In August 2020, Sudan had reached the highest levels of Blue Nile on record that caused floods, killing dozens of people, destroying thousands of homes, and encroaching on some neighborhoods in Khartoum's neighborhoods.

It comes as Sudan has requested that the United Nations replace the Ethiopian troops present in the UN Interim Security Force for Abyei (UNIFSA) with peacekeepers from other countries.

According to reports, a top Sudanese diplomat stressed it wasn’t conceivable to have Ethiopian forces deployed in a strategic area of Sudan when Ethiopian troops were also massing on the eastern borders of the country.

Responding to Sudan’s latest request to the UN on Abyei, the ambassador said: “The UN position is decisive.”

Recently Sudan has asked the UN to replace Ethiopian peacekeepers in Abyei – a disputed area between Sudan and South Sudan – with another force from a different country.

Ambassador Dina said “we sent our peacekeepers to Abyei talking to the United Nations and we didn’t force anybody to go there.

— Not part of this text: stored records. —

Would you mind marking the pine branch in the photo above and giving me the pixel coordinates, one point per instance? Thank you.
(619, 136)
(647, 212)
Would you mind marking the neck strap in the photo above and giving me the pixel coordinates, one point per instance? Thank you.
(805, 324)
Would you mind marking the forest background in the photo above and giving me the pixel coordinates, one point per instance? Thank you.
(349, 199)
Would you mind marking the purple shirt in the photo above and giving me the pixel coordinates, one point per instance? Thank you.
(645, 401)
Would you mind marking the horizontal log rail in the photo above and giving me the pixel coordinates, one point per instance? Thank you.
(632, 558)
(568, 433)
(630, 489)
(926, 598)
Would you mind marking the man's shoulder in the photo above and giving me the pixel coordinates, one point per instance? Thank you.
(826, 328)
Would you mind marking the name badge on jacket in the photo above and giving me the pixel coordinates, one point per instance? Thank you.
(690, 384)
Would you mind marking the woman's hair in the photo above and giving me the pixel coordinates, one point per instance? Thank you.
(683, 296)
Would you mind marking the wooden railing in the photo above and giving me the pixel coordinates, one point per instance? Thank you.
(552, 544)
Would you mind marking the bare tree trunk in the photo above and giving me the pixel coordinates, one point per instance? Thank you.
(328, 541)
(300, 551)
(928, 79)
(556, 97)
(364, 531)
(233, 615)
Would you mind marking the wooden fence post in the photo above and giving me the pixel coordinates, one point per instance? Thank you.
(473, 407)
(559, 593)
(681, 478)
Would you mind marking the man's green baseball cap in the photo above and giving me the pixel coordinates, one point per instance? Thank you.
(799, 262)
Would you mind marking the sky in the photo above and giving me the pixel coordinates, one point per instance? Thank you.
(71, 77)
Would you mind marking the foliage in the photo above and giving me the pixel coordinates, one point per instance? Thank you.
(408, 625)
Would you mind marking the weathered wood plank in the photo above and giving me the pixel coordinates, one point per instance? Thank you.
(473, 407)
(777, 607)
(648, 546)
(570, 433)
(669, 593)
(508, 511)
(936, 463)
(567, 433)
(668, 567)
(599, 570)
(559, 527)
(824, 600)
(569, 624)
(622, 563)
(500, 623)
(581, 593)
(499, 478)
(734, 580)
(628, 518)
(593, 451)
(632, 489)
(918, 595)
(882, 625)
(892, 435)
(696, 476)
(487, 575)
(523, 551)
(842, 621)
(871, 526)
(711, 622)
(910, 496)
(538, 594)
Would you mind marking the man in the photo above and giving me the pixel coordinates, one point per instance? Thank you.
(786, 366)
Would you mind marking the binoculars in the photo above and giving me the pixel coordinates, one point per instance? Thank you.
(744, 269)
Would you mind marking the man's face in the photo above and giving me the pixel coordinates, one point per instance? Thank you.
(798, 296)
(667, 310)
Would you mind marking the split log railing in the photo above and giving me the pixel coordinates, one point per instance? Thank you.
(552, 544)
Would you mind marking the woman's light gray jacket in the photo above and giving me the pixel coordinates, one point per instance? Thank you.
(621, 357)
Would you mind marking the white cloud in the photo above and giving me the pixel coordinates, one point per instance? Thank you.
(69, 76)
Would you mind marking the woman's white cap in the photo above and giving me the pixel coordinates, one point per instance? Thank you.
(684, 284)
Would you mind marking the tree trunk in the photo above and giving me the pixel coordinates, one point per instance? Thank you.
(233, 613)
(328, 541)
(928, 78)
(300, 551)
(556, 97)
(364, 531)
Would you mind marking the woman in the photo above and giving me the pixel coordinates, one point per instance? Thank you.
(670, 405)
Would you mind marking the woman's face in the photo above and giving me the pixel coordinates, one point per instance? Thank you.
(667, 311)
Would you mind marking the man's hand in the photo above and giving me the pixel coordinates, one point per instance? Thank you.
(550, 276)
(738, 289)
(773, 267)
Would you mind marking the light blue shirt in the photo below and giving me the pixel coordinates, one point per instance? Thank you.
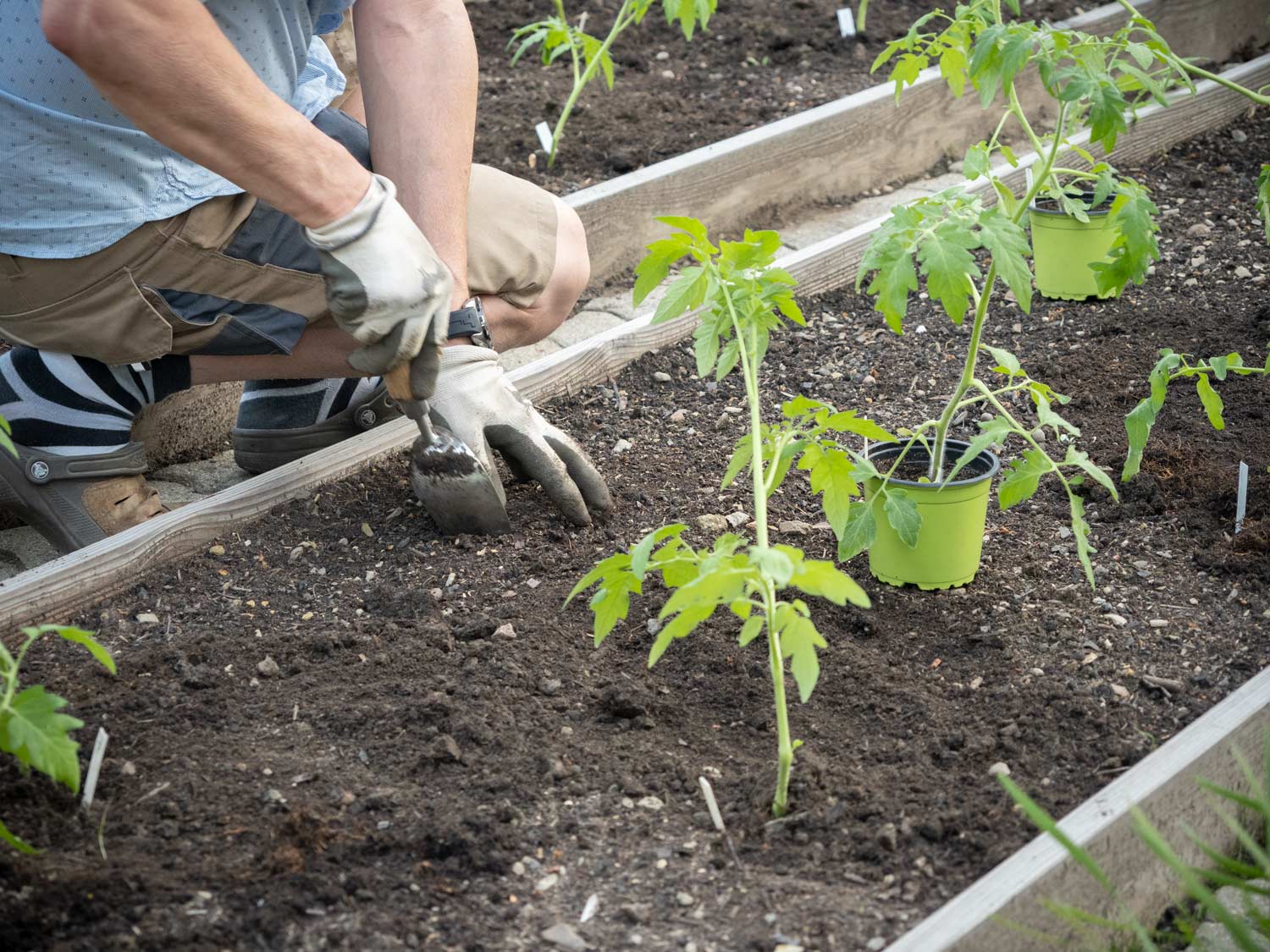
(76, 175)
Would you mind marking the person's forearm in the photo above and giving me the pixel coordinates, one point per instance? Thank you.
(417, 60)
(168, 68)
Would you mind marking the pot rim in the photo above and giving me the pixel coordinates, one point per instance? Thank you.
(919, 452)
(1059, 213)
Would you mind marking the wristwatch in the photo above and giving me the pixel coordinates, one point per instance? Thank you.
(469, 322)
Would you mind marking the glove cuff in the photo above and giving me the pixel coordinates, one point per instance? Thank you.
(350, 228)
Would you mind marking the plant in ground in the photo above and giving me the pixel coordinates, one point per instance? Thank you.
(32, 728)
(1245, 814)
(1173, 367)
(591, 56)
(761, 584)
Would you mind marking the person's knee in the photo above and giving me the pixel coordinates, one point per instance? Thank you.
(572, 271)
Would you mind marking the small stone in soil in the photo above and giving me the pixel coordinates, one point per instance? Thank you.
(268, 668)
(564, 936)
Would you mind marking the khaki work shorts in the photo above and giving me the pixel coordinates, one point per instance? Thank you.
(234, 276)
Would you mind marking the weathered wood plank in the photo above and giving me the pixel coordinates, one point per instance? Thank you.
(55, 591)
(855, 144)
(1163, 786)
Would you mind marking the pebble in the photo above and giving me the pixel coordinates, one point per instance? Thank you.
(564, 936)
(268, 668)
(711, 522)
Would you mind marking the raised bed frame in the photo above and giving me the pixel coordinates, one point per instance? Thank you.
(987, 916)
(55, 591)
(815, 155)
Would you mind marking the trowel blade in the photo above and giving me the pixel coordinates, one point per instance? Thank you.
(456, 489)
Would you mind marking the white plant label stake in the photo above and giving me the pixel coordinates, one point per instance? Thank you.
(94, 766)
(544, 136)
(1241, 499)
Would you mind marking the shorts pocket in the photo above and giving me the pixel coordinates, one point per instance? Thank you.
(109, 322)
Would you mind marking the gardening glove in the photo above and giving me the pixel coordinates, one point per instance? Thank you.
(477, 403)
(386, 287)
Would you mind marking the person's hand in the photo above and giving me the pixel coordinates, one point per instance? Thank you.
(386, 287)
(477, 403)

There are criteria which the UN applies on this issue.”

On the other hand the spokesperson replied to the latest call of Sudanese Prime Minister Abdalla Hamdok to discuss the long-running dispute over Addis Ababa’s mega-dam on the Blue Nile.

He said that “Sudan’s invitation to a closed-door meeting would be evaluated based on its merit, and Ethiopia will react after conducting a study on the matter.”

Prime Minister Abdalla Hamdok invited his Egyptian counterpart Mostafa Madbouli and Ethiopian counterpart Abiy Ahmed to a summit within ten days to evaluate the negotiations regarding GERD.